Washington has actually successfully enforced some of its worker protection rules on a national scale in the past. As a condition of having the harsh penalties for their in-state violations dropped, they got fast food companies to agree to drop non-compete agreements from all franchise agreements nationwide[1]
Whether it happens as a direct consequence of the word of the law feels less relevant than the fact they made it happen in practice via a settlement.
> and then the law would get struck down because, as said, washington state isn't allowed to regulate interstate commerce.
It isn't allowed to discriminate against or unduly burden interstate commerce; it can generally regulate the behavior of Washington persons (including corporations) in interstate commerce where such regulation does not discriminate against such commerce (which is clearly the case where the rule is identical to that for in-state commerce of the same type.)
The exception would be if the federal government preempted the kind of regulation Washington sought to make by exercise of federal commerce powers.
What are your qualifications to be dispensing legal advice in this area, if any?
Yes, a company headquartered in california is (in many cases) still bound by california law even if the employee is located in another state. The obvious example is non-compete clauses, a california company still usually cannot enforce a non-compete even if the law permits it in the employee's state.
However, this situation is what's called a "conflict-of-law" and it basically comes down to the way the court interprets it.
Take it from the actual lawyers:
> The circumstances that present the strongest case against enforcement of such an agreement involves a noncompete agreement between a California-based employer and a California-based employee. But not all cases are that simple; whether California law applies depends upon the application of “conflict of law” rules.

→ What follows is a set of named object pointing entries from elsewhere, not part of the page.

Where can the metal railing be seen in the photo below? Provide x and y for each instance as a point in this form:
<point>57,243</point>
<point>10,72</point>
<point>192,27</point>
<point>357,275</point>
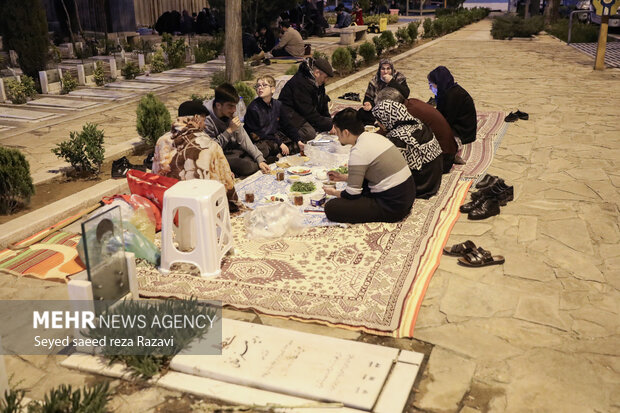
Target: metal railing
<point>570,22</point>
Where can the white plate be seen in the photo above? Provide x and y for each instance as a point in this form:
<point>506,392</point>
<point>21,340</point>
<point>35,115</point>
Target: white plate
<point>299,170</point>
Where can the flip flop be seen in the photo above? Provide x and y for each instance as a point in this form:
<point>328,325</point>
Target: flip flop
<point>480,258</point>
<point>459,250</point>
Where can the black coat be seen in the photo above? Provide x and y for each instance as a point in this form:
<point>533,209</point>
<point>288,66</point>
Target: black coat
<point>459,110</point>
<point>303,101</point>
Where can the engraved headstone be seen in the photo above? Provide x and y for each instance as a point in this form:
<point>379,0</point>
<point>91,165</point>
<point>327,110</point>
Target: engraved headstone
<point>296,363</point>
<point>104,250</point>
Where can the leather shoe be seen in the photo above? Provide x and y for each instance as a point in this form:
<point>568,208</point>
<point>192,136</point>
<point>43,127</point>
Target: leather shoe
<point>489,208</point>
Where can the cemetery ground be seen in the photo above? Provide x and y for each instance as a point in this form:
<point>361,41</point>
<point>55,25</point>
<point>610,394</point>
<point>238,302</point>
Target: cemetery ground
<point>540,333</point>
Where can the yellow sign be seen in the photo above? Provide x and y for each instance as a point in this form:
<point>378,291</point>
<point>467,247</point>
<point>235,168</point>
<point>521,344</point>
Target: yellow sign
<point>606,7</point>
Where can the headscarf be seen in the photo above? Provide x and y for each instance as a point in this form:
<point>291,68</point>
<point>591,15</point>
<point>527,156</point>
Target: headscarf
<point>421,147</point>
<point>444,80</point>
<point>376,83</point>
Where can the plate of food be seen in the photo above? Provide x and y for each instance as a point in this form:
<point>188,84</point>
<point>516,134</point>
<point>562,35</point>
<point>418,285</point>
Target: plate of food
<point>303,187</point>
<point>276,198</point>
<point>299,170</point>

> “Conflict of law” rules allow courts to determine what state’s laws apply when the laws of more than one state might apply to a dispute but would produce different results. For example, a noncompete agreement between a California-based employer and a Nevada-based employee that was signed in Nevada could be construed under Nevada or California law, depending on the circumstances. If Nevada law applies, the restrictive covenant might be enforceable against the employee. If California law applies, it will not be enforceable.
> Because of these issues, parties often include choice-of-law provisions telling a court to apply a particular state’s law rather than determine what state’s substantive laws apply under a conflict-of-law analysis. In most cases a court will readily accept a choice-of-law provision and apply it as the parties intended. But that’s not necessarily so in the case of a noncompete agreement.
> Like other common law doctrines, conflict-of-law rules vary from state to state. Most states will not enforce a choice-of-law provision that would violate the public policy of a state with a “materially greater interest” in the dispute or where the parties do not have a “substantial relationship” with the chosen state. In other words, a California employer cannot get around California’s prohibition against employee restrictive covenants by requiring his California employee to sign an agreement that includes a Nevada choice-of-law clause.
So yes, employment law in state X usually does bind a company headquartered in state X even if the employee is working in a completely different state. Doesn't matter where you live, you are employed by an entity in state X.
(or rather, it does matter, you still have to pay taxes in state Y and state Y also gets to pass rules of its own governing work in that state... practically speaking what you get is the union of the two sets of rules, you get the combination of both. In the event of a full-on "state X requires A, state Y forbids it"... then the lawyers get paid.)
Washington state can't regulate how Microsoft hires people in Texas.
Microsoft Corp. isn't even a Washington legal entity. (EDIT: Never mind, I stand corrected [1]. In any case, the broader point stands. Delaware doesn't get to regulate how its entities hire outside Delaware. This is well-settled employment/interstate commerce law.)